Pre-Victorian Door Hardware in the U.S.

Queen Victoria's reign began in 1837 and lasted for 80 years. In the U.S., however, Victorian styles did not become predominant until the latter half of the 19th century. Before this, American decorative hardware tended to place a good deal of emphasis on artisanal, hand-crafted designs that were built with function in mind. Door hardware was thus elegant, but simple in its ornamental elements. The designs of handles, knobs and backplates were symmetrical. However, once the industrial revolution made ornate decorative hardware affordable, America adopted Victorian design enthusiastically. There had been highly ornate styles of hardware before, but now they were affordable, mass produced and combining several different elements of past ornate styles.

Victorian Door Hardware

Victorian style, both in architecture and interior design and decorative hardware, was basically an amalgamation of past ornate styles.
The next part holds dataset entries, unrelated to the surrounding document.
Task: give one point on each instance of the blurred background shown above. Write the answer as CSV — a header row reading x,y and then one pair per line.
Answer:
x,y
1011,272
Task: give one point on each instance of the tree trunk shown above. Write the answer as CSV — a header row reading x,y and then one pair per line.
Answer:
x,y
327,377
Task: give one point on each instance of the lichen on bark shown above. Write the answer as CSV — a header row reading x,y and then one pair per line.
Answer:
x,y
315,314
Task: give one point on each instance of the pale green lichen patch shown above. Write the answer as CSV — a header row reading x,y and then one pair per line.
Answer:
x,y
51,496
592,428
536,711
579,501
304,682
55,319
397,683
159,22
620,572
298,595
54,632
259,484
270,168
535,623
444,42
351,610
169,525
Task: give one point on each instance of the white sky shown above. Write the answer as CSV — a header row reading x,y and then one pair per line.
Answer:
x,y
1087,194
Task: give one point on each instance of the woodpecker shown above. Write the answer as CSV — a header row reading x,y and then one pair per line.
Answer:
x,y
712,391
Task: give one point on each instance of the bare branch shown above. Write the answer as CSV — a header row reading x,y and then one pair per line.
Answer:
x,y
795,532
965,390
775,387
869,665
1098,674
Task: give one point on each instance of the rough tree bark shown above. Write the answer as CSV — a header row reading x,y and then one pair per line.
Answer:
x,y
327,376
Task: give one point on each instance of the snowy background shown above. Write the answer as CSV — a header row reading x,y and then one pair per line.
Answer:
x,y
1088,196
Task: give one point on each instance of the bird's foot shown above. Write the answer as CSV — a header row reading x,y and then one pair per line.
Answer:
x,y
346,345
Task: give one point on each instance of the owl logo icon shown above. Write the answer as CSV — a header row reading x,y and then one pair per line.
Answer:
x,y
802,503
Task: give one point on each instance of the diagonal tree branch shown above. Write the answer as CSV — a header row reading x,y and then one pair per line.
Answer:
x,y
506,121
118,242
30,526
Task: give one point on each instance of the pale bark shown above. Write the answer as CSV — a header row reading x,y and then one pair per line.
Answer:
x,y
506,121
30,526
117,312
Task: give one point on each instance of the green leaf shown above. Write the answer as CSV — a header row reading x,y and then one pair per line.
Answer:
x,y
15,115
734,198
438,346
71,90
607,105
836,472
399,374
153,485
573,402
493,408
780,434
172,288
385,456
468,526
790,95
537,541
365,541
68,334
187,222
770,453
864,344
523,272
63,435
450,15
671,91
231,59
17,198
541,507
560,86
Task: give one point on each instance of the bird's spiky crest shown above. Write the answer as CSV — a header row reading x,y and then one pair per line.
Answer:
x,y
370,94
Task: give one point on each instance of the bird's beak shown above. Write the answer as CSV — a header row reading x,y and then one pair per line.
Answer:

Victorian style was in a way the first revival style, taking elements of Tudor, Neoclassical, Gothic, Elizabethan and Rococo styles, to name a few, in order to create a highly decorative aesthetic, unified by emphasis on orderly and ornate design that used up as much empty space as possible.

If you look at European door hardware, especially English and decorative French hardware, you can see all of the ideals at work. The way a Victorian door handle and backpanel are designed will, in other words, give you a fair idea as to what the main concerns of the designer were. Elegant lines and flowery designs were admired, and leaving empty spaces in a room and in a design in general was considered poor taste. Homeowners, when decorating a room, were expected to fill all the empty spaces with some kind of object that reflected their interests, wealth, and experience. Victorian door hardware likewise has minimal empty spaces and uses multiple materials for decoration.